Their American dad can fill them in on his football exploits. He can tell them that he was a two-way starter at UCLA; that he was UCLA’s leading rusher and receiver in 1962, the last Bruin to lead the team in both categories until Chris Markey did it last season; and that the San Francisco 49ers, after making the versatile Alexander the eighth pick in the 1963 draft, asked him to learn eight positions.

Alexander, who played defensive back and returned kicks in the NFL, had an unwitting connection to “Brian’s Song,” the 1971 movie that chronicled the friendship between NFL great Gale Sayers and teammate Brian Piccolo, who had cancer. A clean hit by Alexander wrecked Sayers’ right knee in 1968, leading to the running back’s close bond with the dying Piccolo, who helped him rehabilitate.

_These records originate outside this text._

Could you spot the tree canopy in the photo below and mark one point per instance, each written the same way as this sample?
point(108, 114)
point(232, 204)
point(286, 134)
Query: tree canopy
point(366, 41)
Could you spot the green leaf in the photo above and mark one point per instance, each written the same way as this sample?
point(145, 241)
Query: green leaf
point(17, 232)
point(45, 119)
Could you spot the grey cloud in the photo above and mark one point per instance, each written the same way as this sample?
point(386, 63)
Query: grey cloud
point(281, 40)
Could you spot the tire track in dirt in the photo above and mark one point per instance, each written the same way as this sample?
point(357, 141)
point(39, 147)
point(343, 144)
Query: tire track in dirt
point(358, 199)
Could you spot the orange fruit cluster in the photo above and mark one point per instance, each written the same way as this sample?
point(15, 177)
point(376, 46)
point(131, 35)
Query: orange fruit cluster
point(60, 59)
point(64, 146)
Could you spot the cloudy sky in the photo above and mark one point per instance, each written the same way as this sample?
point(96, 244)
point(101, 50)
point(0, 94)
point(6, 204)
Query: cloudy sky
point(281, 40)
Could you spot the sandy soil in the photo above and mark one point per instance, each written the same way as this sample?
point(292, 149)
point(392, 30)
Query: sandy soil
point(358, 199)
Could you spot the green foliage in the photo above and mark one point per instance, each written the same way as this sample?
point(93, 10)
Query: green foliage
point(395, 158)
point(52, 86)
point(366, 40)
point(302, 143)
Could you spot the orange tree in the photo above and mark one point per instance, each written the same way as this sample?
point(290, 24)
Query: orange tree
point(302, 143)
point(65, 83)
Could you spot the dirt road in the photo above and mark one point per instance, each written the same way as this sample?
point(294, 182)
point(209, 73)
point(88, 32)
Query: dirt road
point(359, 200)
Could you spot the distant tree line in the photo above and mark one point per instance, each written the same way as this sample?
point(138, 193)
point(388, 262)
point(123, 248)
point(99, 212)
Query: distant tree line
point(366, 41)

Alexander, who made the Pro Bowl in 1968, later worked as a broadcaster for the Los Angeles Express of the United States Football League and for UCLA. His son, Kelton, and a brother, Kirk, played football at UCLA. Until recently, Alexander envisioned a life of leisure.

“I thought I was going to play a lot of golf,” he says. “I didn’t think I was going to have much to focus on, but then we decided to adopt these children and my whole life opened up. I’ve got something to do for the next 30 years.”

And something to keep his mind on happier times.